Tortellini with Chicken, Broccoli and Walnuts

Tortellini with Chicken, Broccoli and Walnuts

Asian cooking techniques meet European ingredients.  To avoid cross contamination, cut up all vegetables before dicing raw chicken.

  • 12 oz dried mushroom tortellini
  • ½ tsp salt
  • 1 tsp oil
  • ¾ cup raw walnut pieces
  • 1 tsp oil
  • 4 cups broccoli florettes
  • 1 ½ cup chicken broth
  • 1/2 cup chopped onion
  • 1 Roma tomato, washed, cored and diced
  • 2 tbsp butter
  • 1 pound boneless skinless chicken tenderloins or breast meat, diced
  • 4 tsp cornstarch
  • Freshly ground pepper
  • ½ cup crumbled feta cheese

Heat up a generous quantity of water to boil tortellini, add salt and oil.  When water reaches a rollicking boil, add tortellini and cook, stirring occasionally.  Cook for 10 minutes or until tortellini is al dente.  Drain and return to the pot.

While tortellini is cooking, prepare ingredients, washing and chopping vegetables and dicing chicken.

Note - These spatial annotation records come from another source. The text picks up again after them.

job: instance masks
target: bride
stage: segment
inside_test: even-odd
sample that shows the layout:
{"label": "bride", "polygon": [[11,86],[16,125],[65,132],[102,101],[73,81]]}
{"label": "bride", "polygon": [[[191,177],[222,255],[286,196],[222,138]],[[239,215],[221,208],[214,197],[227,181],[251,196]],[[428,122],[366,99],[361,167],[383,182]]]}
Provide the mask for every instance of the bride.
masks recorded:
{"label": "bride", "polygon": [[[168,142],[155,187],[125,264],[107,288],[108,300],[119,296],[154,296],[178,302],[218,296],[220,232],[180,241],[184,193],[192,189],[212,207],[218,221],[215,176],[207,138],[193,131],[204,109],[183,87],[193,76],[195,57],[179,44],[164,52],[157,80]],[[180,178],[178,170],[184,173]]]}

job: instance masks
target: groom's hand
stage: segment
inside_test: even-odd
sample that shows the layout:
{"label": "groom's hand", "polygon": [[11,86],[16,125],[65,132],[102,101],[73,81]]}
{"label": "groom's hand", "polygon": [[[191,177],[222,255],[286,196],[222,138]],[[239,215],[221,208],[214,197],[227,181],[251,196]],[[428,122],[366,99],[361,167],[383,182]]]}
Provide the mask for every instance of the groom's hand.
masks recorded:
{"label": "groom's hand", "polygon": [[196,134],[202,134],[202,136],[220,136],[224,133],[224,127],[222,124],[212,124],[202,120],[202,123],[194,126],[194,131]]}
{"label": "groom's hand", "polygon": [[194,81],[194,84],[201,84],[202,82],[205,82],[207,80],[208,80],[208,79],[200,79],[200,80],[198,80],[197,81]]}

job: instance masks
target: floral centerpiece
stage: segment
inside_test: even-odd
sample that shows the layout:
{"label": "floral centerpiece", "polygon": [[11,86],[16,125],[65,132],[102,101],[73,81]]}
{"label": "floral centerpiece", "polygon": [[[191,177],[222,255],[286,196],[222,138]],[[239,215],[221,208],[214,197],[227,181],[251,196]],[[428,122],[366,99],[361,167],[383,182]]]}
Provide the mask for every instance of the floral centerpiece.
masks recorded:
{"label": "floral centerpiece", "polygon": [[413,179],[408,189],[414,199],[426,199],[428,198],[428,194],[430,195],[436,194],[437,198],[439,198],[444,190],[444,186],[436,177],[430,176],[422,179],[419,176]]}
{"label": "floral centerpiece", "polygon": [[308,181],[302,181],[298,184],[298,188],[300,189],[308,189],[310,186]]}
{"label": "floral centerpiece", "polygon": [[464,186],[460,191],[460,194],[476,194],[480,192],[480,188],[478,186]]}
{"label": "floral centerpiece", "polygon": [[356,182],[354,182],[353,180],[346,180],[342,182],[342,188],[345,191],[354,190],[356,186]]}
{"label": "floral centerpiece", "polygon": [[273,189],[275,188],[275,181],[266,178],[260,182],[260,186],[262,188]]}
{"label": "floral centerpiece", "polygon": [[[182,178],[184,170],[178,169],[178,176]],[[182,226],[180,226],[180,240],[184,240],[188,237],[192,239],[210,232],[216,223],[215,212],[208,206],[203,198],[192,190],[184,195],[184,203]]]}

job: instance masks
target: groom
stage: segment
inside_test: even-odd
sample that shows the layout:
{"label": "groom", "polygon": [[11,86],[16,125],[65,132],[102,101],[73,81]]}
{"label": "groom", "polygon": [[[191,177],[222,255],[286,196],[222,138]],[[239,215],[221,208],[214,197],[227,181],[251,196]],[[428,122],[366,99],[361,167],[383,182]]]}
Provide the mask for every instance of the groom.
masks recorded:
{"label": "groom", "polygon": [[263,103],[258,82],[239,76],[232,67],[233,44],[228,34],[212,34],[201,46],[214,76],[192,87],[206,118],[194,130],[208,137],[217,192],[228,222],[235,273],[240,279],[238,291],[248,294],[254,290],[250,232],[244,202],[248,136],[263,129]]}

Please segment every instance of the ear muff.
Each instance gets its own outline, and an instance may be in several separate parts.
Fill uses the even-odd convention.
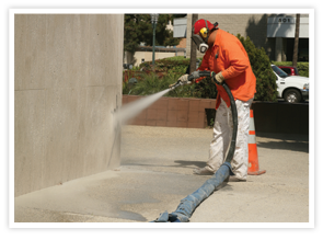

Heat 1 tsp oil in a wok over medium high heat.  Add walnuts and stir them until lightly browned.  Scoop them out and drain them on a paper towel.  Wipe wok surface clean with a clean kitchen towel.

After tortellini has been drained, heat up the  wok over high heat.   Add broccoli and ½ cup broth, cover and steam for 2-3 minutes or until broccoli is tender crisp and broth evaporated.  Scoop out broccoli and add it to the pasta.  Heat 1 tbsp butter in the wok and add diced chicken, stir frying it until the chicken turns color and is firm – about 3 minutes.  Scoop out chicken and add it to the broccoli-pasta.  Add remaining butter and onions to wok.  Stir until onions are translucent.  Blend remaining 1 cup broth with cornstarch and add it to the pan.

When sauce is thick, add tortellini, broccoli, chicken and tomatoes.  Cook until tomatoes have been heated up.  Add freshly ground pepper to taste.  Scoop into shallow bowls and sprinkle cheese and walnuts on top.  Makes 6 servings.